LAUSR

The COVID-19 epidemic has posed a considerable challenge to the worldwide economy and public health, underscoring the crucial demand for developing effective antiviral medications. The SARS-CoV-2 main protease (Mpro) is a vital enzyme for antiviral drugs because of its fundamental function in viral reproduction. Nirmatrelvir (PF-07321332), a nitrile-based covalent ligand of Mpro, has garnered significant interest because it demonstrates additive efficacy when co-administered with ritonavir and is known as Paxlovid. Herein, forty-five nirmatrelvir analogs collected from the PubChem database were mined against Mpro utilizing covalent docking computations. Initially, the reliability of the AutoDock4.2.6 software in predicting Mpro-ligand binding modes was validated based on accessible experimental data. Nirmatrelvir analogs with binding scores lower than nirmatrelvir (calc. −13.3 kcal/mol) were advanced for molecular dynamics simulations (MDS), accompanied by binding energy assessments performed via the MM-GBSA approach. Based on MM-GBSA//100 ns MDS, PubChem-162-396-453, PubChem-162-396-449, and PubChem-162-396-448 exhibited superior binding affinities with ΔGbinding values of −49.7, −46.3, and −44.9 kcal/mol, respectively, compared to nirmatrelvir (ΔGbinding = −40.7 kcal/mol).
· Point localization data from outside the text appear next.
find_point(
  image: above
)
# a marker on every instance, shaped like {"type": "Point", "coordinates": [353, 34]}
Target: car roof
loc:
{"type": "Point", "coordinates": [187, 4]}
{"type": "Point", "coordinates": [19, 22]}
The identified analogs demonstrated significant structural and energetic stability within Mpro throughout 100 ns MDS. Evaluations of their drug-likeness and pharmacokinetic properties disclosed desirable oral bioavailability. The in-silico outcomes suggested that the identified analogs unveiled high potency as Mpro inhibitors, highlighting the necessity for follow-up in-vitro/in-vivo evaluations to assess their efficacy as anti-COVID-19 agents.